Ein Lehrstück in Sachen schwarz-gelber Politiksimulation gab es am Donnerstag im NRW-Landtag zu bestaunen. Statt den SPD-Vorschlag zur Abschaffung der Straßenbau-Beiträge für Anlieger*innen zu unterstützen, wurde den Abgeordneten ein hastig zusammen geschusterter eigener Antrag der regierungstragenden Fraktionen von CDU und FDP vorgesetzt. Kerninhalt: Die Beiträge können gerne abgeschafft werden, jedoch nicht durch Kostenübernahme des Landes, sondern der jeweiligen Kommune. Was sich als sogenanntes „Optionsmodell“ mit einem klangvollen Namen schmückt, bedeutet unterm Strich: In wohlhabenden Kommunen können Bürger*innen entlastet werden, in Essen und dem restlichen Ruhrgebiet schauen sie in die Röhre.

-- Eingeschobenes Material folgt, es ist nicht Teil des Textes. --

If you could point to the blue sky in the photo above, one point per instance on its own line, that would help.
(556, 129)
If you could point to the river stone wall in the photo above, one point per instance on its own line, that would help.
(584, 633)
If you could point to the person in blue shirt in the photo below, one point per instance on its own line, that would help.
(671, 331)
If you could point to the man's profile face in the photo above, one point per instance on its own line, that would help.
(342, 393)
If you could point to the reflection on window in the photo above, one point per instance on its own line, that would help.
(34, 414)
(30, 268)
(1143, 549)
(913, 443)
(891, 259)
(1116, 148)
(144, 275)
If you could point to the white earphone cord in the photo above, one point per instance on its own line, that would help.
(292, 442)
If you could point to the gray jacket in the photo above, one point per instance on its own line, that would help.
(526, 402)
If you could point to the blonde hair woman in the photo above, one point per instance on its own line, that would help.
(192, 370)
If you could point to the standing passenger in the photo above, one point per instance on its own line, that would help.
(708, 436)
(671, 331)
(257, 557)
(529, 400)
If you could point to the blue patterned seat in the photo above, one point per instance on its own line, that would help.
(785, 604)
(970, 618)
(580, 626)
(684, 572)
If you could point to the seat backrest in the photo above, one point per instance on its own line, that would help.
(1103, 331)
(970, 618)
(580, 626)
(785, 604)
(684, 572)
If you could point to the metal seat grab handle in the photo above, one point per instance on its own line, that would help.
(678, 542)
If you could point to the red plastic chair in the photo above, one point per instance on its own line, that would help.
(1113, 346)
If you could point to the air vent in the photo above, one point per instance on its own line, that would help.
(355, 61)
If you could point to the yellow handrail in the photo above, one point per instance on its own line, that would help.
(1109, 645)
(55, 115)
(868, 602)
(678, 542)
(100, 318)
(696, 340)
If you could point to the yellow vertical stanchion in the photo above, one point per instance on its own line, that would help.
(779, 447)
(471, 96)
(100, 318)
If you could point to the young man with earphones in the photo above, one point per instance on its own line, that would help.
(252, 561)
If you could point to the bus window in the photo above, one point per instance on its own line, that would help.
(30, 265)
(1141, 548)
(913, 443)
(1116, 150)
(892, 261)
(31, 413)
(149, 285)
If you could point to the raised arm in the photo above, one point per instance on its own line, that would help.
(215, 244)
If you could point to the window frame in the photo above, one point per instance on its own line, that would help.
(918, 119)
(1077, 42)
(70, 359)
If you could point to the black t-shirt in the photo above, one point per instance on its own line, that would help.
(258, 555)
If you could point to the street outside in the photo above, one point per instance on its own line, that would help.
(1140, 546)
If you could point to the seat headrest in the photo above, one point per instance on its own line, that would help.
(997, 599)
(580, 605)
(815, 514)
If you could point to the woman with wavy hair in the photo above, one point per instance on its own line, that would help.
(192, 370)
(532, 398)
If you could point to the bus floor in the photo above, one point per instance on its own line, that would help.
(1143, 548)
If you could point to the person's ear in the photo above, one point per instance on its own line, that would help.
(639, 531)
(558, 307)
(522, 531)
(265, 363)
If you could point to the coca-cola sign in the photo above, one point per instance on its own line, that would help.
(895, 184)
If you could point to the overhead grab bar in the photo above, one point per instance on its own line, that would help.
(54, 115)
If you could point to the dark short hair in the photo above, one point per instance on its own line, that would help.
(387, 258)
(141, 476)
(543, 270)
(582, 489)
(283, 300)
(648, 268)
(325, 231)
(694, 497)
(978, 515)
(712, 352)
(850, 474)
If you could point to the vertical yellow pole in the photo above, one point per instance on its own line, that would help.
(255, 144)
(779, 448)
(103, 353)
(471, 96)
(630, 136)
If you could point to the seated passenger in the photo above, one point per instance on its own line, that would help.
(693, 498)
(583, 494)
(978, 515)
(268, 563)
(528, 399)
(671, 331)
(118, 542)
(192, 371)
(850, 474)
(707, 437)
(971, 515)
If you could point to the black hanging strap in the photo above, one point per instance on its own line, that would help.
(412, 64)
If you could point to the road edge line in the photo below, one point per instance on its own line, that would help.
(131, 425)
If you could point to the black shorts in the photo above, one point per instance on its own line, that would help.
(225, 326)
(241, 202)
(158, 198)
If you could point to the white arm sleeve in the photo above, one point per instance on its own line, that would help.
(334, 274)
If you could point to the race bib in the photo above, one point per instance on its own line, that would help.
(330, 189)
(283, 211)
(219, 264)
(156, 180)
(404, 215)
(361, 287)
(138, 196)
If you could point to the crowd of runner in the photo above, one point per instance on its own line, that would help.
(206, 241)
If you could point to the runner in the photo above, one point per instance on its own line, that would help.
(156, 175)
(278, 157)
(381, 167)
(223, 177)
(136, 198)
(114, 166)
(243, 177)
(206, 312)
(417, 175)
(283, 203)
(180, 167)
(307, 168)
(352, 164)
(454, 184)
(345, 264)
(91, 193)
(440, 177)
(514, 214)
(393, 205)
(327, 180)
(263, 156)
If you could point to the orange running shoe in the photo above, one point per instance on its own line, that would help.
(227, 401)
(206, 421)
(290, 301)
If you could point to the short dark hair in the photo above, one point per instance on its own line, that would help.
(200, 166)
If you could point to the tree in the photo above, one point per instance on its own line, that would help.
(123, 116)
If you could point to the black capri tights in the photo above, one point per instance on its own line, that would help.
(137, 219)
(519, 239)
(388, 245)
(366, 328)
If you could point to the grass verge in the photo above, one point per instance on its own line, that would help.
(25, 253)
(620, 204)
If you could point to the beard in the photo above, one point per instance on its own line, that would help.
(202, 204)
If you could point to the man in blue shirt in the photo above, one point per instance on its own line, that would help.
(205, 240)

„Das ist ein Paradebeispiel für das nicht vorhandene Gerechtigkeitsverständnis von CDU und FDP. Statt flächendeckender Entlastung heißt es nun einmal mehr: Wer hat, dem wird gegeben“, ärgert sich die Essener SPD-Abgeordnete Britta Altenkamp.

Ihr Essener Fraktionskollege Frank Müller ergänzt: „In Essen werden die Menschen weiter zur Kasse gebeten, denn für die Abschaffung der Straßenbau-Beiträge aus eigener Kasse fehlen schlicht die finanziellen Spielräume.“

Thomas Kutschaty, Essener SPD-Abgeordneter und Vorsitzender der SPD-Fraktion im Landtag fügt hinzu: „Einmal mehr soll von der Postleitzahl abhängen, was Bürgerinnen und Bürger zahlen müssen. Das ist keine Politik für das ganze Land, sondern nur für die „besseren“ Gegenden. Bestehende Ungerechtigkeiten werden dadurch verschärft, statt abgebaut.“

Dass die Landesregierung für ihren halbgaren Plan keine klare Mehrheit im Parlament hatte und erst eine Einzelauszählung („Hammelsprung“) benötigte, ist nur das i-Tüpfelchen auf diesem unseligen Vorhaben.

Erst die Verabschiedung des Essener Haushalts für 2019 am vergangenen Mittwoch habe gezeigt, dass es keine Spielräume für die Übernahme der Straßenbau-Beiträge durch die Kommune gebe, sind sich die drei Essener SPD-MdLs einig und fordern Essens Oberbürgermeister Thomas Kufen auf, bei seiner Landespartei gegen diese Schlechterstellung Essens zu protestieren.

Hintergrund: Zum vorherigen Plenum hat die SPD Landtagsfraktion einen Gesetzentwurf vorgelegt, der die Abschaffung der Straßenausbaubeiträge zum Ziel hat. Und zwar ohne wenn und aber und unter Entlastung der Kommunen bzw. Kompensation durch das Land. Die Vorschläge von CDU und FDP sieht nur vor, dass Städte und Gemeinden entscheiden können, ob sie Beiträge erheben. Für Stärkungspaktstädte für Essen bedeutet das faktisch, dass die Beiträge unter diesen Bedingungen nicht abgeschafft werden könnten.